Support for MSA in Phonexia products

NameLID L4STTDescription
Arabic (MSA)arbModern Standard Arabic, official language in most countries of the Arab world

Non-standard varieties: Arabic dialects

  • Dialects are native regional varieties in the Arab world.
  • They are used in all spontaneous contexts (friends, family) and in more formal environments (work, businesses), meaning dialects are used in all daily life situations, making them more relevant to our customers.
  • Depending on the criteria for classifying dialects, there are between 10 and 30 Arabic dialects:

arabic_dialects

Arabic dialects (image source: Wikipedia)
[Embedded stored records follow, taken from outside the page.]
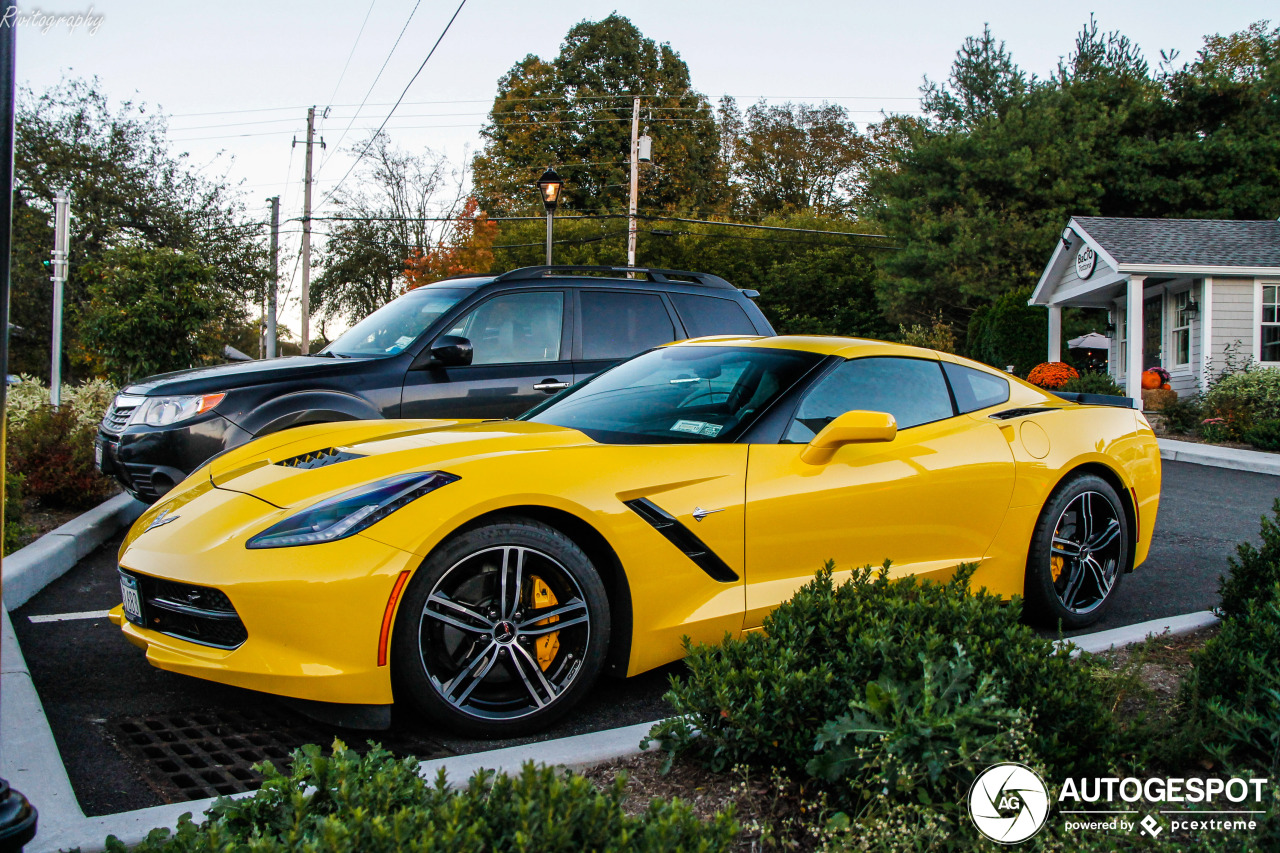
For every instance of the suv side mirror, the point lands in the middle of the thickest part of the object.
(446, 351)
(850, 428)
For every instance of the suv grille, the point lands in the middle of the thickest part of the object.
(199, 614)
(117, 416)
(319, 459)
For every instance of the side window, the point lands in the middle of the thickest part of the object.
(709, 315)
(976, 389)
(912, 389)
(617, 324)
(515, 328)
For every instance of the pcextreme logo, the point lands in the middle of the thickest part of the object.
(1009, 803)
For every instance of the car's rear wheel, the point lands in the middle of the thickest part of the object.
(1078, 555)
(502, 630)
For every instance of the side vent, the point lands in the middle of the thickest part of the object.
(682, 538)
(319, 459)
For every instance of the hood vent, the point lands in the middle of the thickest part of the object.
(319, 459)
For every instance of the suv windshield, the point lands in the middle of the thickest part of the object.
(396, 324)
(691, 395)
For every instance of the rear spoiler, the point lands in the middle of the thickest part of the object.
(1096, 400)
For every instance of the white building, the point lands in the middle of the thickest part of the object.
(1189, 287)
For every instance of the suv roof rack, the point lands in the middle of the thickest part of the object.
(664, 276)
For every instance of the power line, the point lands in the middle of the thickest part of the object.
(334, 191)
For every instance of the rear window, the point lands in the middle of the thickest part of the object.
(620, 324)
(708, 315)
(973, 388)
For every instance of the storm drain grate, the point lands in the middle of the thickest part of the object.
(208, 753)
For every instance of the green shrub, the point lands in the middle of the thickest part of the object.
(14, 515)
(762, 699)
(1183, 416)
(1252, 573)
(1265, 434)
(53, 448)
(1093, 383)
(379, 804)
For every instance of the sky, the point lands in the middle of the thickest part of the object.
(236, 77)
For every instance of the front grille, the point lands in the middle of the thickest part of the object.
(319, 459)
(199, 614)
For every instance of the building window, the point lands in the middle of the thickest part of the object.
(1182, 332)
(1270, 323)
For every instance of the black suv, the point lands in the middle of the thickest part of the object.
(464, 347)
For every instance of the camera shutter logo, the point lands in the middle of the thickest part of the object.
(1009, 803)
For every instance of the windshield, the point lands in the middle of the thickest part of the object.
(690, 395)
(397, 324)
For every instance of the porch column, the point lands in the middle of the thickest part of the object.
(1134, 334)
(1055, 332)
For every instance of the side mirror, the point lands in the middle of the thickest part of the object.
(446, 351)
(850, 428)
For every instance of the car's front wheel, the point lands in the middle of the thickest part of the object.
(1078, 555)
(502, 630)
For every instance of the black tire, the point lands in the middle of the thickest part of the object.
(476, 660)
(1079, 552)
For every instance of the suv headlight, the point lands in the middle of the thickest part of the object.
(350, 512)
(161, 411)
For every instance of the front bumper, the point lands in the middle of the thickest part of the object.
(149, 461)
(312, 615)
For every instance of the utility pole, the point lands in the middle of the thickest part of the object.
(306, 233)
(275, 276)
(62, 226)
(635, 182)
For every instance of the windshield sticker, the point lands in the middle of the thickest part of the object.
(695, 427)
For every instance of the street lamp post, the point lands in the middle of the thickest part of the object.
(549, 185)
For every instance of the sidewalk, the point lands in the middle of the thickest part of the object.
(1215, 456)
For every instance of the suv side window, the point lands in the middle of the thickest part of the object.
(709, 315)
(515, 328)
(618, 324)
(912, 389)
(973, 388)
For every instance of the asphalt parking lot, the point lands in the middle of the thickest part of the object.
(132, 735)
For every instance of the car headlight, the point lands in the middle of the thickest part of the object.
(161, 411)
(350, 512)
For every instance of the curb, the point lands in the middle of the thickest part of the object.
(1214, 456)
(31, 569)
(1129, 634)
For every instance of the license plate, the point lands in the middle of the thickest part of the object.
(132, 601)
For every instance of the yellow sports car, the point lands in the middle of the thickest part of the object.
(485, 573)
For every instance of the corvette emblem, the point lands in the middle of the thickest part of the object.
(163, 519)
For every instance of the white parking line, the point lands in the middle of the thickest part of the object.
(67, 617)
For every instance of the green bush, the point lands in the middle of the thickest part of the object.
(1265, 434)
(53, 448)
(1183, 415)
(376, 803)
(1093, 383)
(763, 699)
(1252, 573)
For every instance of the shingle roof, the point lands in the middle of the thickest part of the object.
(1191, 242)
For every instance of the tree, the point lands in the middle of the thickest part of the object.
(388, 218)
(154, 310)
(126, 187)
(575, 113)
(792, 156)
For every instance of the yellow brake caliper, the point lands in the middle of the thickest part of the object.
(547, 644)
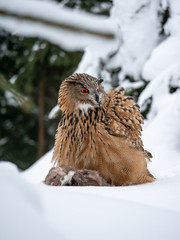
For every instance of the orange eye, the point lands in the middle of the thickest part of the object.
(84, 90)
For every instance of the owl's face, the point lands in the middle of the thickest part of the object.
(86, 91)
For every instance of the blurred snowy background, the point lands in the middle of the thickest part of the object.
(129, 43)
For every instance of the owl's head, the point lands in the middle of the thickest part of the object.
(81, 91)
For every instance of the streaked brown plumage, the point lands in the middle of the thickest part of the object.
(100, 131)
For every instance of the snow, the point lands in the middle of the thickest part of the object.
(91, 30)
(134, 18)
(31, 210)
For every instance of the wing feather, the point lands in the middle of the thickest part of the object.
(124, 119)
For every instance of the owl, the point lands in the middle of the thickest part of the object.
(100, 131)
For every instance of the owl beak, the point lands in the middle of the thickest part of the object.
(97, 97)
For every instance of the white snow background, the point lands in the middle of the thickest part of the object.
(31, 210)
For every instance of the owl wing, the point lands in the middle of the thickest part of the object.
(123, 119)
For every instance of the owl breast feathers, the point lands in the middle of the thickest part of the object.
(101, 131)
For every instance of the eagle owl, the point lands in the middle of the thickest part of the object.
(100, 131)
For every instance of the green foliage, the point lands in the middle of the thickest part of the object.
(26, 62)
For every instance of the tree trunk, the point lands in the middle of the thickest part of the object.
(41, 134)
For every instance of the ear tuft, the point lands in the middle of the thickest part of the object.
(100, 80)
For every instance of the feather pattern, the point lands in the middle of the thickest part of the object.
(104, 136)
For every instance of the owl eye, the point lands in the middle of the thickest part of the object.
(84, 90)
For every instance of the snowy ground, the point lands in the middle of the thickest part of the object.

  • There is no standard norm for writing; speakers have two options:
    • Use MSA for writing something more formal.
    • Use a dialect for more personal communication, like on Facebook, Twitter, or forums.

Data acquisition

AUDIO (used for LID and STT acoustic model training):

  • There is no difficulty in collecting spontaneous speech in dialects.
  • However, it can be challenging to create annotations for STT training—dialect speakers write words as they hear them, but due to the lack of a standardized writing system, different speakers may write words differently. Therefore, annotations in dialect need to be double-checked and unified.
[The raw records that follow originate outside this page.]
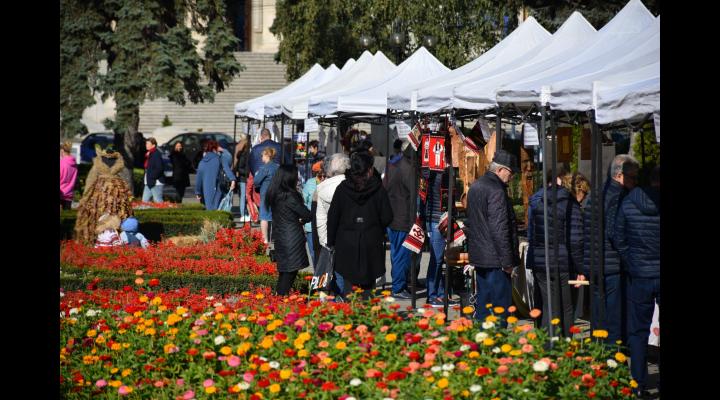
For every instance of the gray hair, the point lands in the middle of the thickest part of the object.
(623, 163)
(336, 164)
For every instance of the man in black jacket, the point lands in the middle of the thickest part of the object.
(622, 178)
(154, 175)
(492, 235)
(398, 182)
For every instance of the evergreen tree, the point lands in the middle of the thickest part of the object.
(147, 51)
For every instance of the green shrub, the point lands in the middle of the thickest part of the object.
(72, 278)
(156, 223)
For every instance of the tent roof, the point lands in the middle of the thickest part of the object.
(625, 36)
(296, 107)
(435, 94)
(376, 72)
(573, 36)
(627, 96)
(372, 99)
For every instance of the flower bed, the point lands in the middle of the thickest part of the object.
(181, 345)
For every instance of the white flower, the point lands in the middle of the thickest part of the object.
(540, 366)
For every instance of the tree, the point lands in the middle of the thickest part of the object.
(318, 31)
(147, 50)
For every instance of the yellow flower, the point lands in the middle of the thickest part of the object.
(600, 333)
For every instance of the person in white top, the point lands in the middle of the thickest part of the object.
(335, 167)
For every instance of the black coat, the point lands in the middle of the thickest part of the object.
(613, 193)
(356, 228)
(289, 215)
(181, 169)
(637, 232)
(491, 228)
(570, 233)
(399, 183)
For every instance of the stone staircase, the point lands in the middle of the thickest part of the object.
(261, 76)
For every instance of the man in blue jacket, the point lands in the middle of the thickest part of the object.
(492, 235)
(154, 175)
(637, 238)
(622, 178)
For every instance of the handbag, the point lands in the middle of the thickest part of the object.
(226, 202)
(324, 271)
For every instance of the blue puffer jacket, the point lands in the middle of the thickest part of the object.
(570, 232)
(637, 232)
(613, 193)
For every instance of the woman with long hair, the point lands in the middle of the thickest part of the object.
(181, 170)
(359, 213)
(261, 182)
(241, 169)
(289, 214)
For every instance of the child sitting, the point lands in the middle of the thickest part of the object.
(130, 234)
(106, 229)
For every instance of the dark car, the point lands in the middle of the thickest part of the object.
(87, 146)
(192, 144)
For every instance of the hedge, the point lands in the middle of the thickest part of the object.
(72, 278)
(156, 223)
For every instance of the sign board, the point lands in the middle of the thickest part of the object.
(311, 125)
(530, 135)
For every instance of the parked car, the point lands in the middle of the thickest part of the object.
(192, 144)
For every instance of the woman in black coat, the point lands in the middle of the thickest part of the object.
(289, 215)
(181, 170)
(359, 213)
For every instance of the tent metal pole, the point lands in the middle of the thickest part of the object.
(543, 141)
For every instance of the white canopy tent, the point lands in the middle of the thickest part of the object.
(627, 38)
(627, 96)
(420, 66)
(572, 37)
(365, 69)
(436, 94)
(262, 106)
(378, 71)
TEXT (used for STT language model training): Dialects are used for more personal communication on platforms like Facebook, Twitter, and forums.

  • There is not much material available, as most written texts are in MSA.
  • Facebook, Twitter, and forums can be sources, but they need to be classified, corrected, and unified manually—which is not done at Phonexia.

These are the reasons for the limited out-of-the-box support for Arabic dialects in STT.

Support for Arabic dialects in Phonexia products

NameLID L4STTDescription
Arabic (Egypt)ar-EGArabic variety spoken in Egypt
Arabic (Gulf, Kuwait)ar-KWAR_KW_6Arabic variety as spoken in Kuwait
Also spoken in Bahrain, Al Hasa, Qatif, United Arab Emirates, Qatar, Southern Iraq, and Northern Oman
Arabic (Iraq)ar-IQArabic variety as spoken in Iraq
Also spoken in Syria, Turkey, Iran, Kuwait, Jordan, parts of northern and eastern Arabia
Arabic (Levantine)ar-XL*AR_XL_6*
AR_XL_5*Arabic variety spoken in Lebanon, Jordan, Syria, Palestine, Israel, and Turkey
Arabic (Maghrebi, Morocco)ar-MAArabic variety spoken in Morocco, Algeria, Tunisia, Libya, Western Sahara, Mauritania

There are two distinct varieties of Levantine Arabic, each with a separate language code—North Levantine (apc) and South Levantine (ajp).
Our models were trained using data from both varieties, so following RFC 5646, section 2.2.4, we created a custom language code ar-XL, where XL stands for "cross-Levantine."

note

To achieve the best STT results, use the model corresponding to the given dialect. The AR_XL_* model is best suited for Levantine dialect recordings.
Using the AR_XL_* model for neighboring dialects, such as Iraqi, will result in significantly lower accuracy, and for dialects like Maghrebi, the results will likely be completely unusable.